We trained the final RNA language models using the overlapping triplet-nucleotide scheme (n-gram of 3 with step size 1), and with RoPE applied to each attention layer. The final model for the 231 RNA set similarly used the train/test sets described above, with the test set used for validation (274 M/31 M tokens in the training/validation sets). We used early stopping based on the validation loss score to output the final model checkpoint files. The hyperparameters and perplexity values of the pretrained models are given in Supplementary Data 3. 16S and 23S rRNA sequences were generated from the pretrained 231-RNA LM using 100 nucleotides of E. coli 16S or 23S rRNA, respectively, at a generation temperature of 0.2. These sets of 100 sequences were aligned using the MAFFT aligner in Wasabi65, with the E. coli sequence included for comparison purposes in Fig. 4d and e.

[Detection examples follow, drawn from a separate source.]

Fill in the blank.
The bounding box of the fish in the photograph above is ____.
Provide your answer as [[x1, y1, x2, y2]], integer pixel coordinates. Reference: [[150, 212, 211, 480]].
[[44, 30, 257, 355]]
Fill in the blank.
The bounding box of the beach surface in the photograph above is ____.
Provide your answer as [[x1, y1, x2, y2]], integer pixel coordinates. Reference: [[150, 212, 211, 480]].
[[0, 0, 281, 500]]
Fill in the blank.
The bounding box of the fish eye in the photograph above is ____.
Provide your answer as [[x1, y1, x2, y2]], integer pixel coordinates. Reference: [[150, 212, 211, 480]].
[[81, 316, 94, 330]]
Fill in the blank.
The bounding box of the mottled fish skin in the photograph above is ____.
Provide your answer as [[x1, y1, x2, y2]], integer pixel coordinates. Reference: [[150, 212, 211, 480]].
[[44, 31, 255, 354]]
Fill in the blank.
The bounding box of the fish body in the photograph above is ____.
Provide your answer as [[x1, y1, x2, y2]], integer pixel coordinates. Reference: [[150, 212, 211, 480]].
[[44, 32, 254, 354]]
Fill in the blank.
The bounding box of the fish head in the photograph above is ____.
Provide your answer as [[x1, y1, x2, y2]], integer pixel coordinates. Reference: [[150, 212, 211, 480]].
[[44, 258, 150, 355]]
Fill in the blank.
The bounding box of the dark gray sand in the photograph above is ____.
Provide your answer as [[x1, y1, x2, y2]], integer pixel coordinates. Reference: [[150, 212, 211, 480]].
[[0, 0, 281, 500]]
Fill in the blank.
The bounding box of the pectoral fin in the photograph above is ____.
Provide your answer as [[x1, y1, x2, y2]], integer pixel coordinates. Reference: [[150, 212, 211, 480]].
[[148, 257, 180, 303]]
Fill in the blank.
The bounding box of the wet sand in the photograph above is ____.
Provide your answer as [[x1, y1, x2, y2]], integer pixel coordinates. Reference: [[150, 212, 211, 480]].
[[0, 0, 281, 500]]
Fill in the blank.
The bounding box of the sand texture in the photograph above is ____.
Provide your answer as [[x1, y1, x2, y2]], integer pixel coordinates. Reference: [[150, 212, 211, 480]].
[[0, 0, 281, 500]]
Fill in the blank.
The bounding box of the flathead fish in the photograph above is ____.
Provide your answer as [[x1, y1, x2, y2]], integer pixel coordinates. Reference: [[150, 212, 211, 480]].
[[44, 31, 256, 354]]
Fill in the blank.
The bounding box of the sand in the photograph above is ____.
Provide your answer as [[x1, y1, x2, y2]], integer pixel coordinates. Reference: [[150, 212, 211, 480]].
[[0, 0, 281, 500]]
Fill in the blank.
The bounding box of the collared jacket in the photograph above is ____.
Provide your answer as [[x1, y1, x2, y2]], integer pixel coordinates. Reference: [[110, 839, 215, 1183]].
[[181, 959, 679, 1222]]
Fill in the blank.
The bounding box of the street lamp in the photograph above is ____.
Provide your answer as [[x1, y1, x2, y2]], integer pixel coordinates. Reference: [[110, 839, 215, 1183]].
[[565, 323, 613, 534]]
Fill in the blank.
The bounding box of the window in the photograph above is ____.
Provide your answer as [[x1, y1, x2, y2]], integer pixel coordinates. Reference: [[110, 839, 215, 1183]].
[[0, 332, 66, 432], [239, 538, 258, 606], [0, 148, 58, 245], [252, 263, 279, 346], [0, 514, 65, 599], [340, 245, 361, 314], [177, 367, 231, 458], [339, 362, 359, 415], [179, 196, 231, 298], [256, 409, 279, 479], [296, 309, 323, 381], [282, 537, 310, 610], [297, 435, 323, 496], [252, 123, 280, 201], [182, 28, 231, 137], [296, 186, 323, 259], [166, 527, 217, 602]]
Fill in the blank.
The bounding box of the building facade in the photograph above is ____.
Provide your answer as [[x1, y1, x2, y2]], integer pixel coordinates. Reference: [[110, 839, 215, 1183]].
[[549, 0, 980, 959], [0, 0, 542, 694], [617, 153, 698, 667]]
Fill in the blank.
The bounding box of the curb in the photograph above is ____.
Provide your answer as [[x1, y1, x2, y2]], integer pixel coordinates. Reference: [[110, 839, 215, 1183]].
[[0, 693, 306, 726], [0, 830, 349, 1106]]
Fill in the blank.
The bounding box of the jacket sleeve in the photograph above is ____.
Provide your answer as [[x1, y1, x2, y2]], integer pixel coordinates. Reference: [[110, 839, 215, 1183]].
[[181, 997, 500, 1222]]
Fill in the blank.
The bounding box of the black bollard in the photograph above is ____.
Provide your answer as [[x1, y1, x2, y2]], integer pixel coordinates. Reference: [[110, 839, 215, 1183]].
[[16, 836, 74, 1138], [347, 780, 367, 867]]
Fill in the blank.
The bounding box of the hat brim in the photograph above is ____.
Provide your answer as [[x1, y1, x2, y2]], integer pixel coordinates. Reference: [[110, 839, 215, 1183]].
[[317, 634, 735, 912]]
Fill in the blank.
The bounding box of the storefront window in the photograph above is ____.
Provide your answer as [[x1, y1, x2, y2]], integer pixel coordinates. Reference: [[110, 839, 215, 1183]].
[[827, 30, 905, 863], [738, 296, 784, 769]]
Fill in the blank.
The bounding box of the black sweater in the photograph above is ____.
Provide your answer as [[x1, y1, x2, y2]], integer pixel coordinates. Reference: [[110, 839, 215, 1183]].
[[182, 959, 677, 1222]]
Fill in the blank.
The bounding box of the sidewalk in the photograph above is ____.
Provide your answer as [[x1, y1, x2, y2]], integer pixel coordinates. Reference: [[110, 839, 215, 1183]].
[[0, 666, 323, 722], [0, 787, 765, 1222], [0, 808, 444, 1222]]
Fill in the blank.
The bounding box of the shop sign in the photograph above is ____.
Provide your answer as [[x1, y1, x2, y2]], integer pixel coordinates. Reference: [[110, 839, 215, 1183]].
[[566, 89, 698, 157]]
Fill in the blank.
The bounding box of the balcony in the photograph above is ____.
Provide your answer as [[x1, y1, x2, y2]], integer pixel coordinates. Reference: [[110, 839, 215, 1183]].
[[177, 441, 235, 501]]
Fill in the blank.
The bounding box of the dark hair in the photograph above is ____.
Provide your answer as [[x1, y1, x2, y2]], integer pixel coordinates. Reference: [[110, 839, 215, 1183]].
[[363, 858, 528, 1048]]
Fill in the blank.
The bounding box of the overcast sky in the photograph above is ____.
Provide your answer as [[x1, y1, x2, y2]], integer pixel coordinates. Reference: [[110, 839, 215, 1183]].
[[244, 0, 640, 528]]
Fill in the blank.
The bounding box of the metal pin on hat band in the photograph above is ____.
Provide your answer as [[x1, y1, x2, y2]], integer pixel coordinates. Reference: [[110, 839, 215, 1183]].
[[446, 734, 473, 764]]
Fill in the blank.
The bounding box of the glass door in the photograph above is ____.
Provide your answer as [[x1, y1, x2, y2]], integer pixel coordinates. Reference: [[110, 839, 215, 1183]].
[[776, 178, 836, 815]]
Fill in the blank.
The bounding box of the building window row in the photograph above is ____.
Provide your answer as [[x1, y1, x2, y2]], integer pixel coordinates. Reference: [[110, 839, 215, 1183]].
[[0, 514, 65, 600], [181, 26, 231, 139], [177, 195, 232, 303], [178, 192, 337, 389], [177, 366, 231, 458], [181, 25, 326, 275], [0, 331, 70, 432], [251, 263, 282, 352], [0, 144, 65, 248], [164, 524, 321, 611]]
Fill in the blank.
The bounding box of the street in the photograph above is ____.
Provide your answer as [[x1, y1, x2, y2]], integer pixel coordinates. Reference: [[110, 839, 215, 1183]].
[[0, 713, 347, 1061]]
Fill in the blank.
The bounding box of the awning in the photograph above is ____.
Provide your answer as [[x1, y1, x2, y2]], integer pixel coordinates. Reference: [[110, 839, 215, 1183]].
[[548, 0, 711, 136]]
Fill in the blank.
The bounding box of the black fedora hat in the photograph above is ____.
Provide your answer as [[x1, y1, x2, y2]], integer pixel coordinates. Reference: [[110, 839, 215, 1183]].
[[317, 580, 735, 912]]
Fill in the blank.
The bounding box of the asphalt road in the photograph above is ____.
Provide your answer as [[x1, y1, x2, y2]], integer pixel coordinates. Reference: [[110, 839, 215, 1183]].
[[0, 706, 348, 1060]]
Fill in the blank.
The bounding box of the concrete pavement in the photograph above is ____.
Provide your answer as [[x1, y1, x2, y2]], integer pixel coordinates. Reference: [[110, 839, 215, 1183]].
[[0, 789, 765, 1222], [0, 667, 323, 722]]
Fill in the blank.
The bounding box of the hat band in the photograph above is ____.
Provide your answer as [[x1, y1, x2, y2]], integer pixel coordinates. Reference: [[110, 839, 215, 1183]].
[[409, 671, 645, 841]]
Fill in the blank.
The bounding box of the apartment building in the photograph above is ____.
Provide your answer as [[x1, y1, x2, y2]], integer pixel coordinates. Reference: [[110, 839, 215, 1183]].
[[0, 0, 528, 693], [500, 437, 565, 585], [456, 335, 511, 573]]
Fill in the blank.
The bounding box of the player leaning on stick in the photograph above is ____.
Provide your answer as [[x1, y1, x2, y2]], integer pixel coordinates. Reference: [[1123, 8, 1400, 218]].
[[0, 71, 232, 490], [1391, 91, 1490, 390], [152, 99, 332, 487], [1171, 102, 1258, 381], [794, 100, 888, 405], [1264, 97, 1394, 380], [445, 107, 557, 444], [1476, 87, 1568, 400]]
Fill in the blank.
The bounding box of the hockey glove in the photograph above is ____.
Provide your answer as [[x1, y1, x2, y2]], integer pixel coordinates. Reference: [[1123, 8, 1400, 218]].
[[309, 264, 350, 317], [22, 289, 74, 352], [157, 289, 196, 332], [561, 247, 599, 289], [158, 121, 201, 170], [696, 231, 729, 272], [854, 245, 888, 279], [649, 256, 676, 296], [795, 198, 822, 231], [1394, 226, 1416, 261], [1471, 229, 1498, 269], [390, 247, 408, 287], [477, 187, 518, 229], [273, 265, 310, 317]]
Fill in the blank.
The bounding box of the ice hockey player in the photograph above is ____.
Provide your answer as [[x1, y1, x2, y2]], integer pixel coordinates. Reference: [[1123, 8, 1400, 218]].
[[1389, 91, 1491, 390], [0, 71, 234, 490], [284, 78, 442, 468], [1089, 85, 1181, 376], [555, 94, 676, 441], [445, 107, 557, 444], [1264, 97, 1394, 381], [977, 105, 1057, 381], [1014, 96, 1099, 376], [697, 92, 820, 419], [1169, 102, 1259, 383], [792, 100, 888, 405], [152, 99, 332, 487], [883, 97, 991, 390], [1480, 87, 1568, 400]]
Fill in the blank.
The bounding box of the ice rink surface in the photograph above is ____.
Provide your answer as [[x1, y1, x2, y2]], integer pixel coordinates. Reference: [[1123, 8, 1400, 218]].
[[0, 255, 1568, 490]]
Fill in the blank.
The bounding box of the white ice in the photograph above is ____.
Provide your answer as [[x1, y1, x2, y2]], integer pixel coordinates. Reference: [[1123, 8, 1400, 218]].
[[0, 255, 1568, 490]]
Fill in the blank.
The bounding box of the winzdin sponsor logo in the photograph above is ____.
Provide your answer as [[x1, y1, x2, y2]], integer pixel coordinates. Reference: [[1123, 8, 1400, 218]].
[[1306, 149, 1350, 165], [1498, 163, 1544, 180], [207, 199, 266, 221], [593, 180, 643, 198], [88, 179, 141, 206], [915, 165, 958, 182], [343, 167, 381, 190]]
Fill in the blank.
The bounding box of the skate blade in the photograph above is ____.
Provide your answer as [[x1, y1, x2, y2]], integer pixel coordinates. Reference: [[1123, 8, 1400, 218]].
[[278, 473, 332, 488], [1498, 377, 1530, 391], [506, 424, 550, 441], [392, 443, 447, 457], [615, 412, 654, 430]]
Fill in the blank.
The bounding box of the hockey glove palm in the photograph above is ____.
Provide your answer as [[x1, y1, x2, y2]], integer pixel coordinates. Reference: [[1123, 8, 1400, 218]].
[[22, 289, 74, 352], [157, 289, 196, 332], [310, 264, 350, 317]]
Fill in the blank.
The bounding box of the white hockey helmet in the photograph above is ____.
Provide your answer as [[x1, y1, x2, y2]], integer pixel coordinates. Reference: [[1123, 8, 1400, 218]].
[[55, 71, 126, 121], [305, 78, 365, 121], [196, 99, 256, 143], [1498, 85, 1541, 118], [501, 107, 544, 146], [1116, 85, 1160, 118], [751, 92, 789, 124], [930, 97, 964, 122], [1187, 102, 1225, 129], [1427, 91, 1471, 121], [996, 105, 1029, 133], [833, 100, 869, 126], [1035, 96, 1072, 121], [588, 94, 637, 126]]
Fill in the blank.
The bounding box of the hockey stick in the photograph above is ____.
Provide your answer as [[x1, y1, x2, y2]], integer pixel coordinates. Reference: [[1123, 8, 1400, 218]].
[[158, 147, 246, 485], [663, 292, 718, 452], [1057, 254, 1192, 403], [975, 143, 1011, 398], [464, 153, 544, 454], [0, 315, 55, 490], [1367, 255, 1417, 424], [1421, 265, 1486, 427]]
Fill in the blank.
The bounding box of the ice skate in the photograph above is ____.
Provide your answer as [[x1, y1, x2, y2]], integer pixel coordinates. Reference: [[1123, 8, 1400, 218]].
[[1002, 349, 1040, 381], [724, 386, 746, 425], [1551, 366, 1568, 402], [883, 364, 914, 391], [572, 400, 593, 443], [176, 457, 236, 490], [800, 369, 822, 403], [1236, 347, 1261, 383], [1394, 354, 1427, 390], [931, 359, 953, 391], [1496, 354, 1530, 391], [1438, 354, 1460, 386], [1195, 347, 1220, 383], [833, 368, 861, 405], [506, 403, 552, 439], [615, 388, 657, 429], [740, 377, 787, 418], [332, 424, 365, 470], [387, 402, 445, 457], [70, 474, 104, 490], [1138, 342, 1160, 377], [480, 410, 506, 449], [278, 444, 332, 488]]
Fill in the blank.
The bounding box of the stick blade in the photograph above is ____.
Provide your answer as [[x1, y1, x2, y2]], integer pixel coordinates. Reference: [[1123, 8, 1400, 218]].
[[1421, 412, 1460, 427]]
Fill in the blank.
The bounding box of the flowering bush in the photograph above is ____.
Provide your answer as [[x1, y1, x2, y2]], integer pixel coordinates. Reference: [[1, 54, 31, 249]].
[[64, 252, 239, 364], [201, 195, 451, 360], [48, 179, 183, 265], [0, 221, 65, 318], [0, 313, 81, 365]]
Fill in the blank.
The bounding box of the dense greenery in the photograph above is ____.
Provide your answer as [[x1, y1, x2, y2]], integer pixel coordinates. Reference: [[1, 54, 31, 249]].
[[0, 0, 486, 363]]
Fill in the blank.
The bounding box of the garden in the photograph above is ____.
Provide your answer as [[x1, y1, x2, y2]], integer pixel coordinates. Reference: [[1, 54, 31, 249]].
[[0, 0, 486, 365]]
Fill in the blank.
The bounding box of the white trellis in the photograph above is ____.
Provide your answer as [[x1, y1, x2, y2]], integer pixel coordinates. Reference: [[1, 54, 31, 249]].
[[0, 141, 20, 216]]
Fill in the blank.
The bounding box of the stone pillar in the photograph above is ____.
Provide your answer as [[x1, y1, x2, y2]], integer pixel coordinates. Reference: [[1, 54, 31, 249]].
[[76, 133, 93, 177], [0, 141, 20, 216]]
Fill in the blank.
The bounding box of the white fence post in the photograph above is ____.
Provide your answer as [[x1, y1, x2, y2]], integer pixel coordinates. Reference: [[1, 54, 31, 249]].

RNA language models trained on 23S rRNA sequences from GARNET were finetuned using hyperthermophilic 23S rRNA sequences from GARNET identified as described above. Hyperthermophilic sequences were divided into a training set and validation set splits based on their partitioning in the data used for pretraining, i.e. hyperthermophilic sequences in the training set of the pretraining data were used in the finetuning training set, and hyperthermophilic sequences in the validation set of the pretraining data were used in the finetuning validation set. As with the pretrained models, early stopping based on the validation loss score was used to output the final model checkpoint files. We also finetuned the RNA language model pretrained on the 231-RNA dataset using a similar workflow (Supplementary Data 3).

Analysis of 23S rRNA sequences to identify candidate thermophilic mutations

Full-length 23S rRNA sequences were generated from the pretrained and finetuned GNN and LM models using a seed sequence beginning with the 5’ end of E. coli 23S rRNA composed of 100 nucleotides (GNN) or 384 nucleotides (LM). Sequences were generated in sets of 1000 using a range of “temperature” scaling factors of the model output logits, then aligned to the consensus 23S sequence using the Rfam covariance model RF02541 (LSU_rRNA_bacteria). The GNN-generated sequences lacked regions in the uL1 and bL12 binding regions, which were missing in PDB entry 7K00. These regions were masked in subsequent analyses. Sequences generated from the LMs aligned to the Rfam model for 23S rRNA across their entire length (Supplementary Fig. 6a, c and Supplementary Fig. 7a, c). By contrast, the GNN models deleted local RNA segments with higher frequency at the higher generation temperatures tested (Supplementary Fig. 5a, c). Although shorter as a function of increasing temperature, the GNN sequences still aligned well to the Rfam model (Supplementary Figs. 57).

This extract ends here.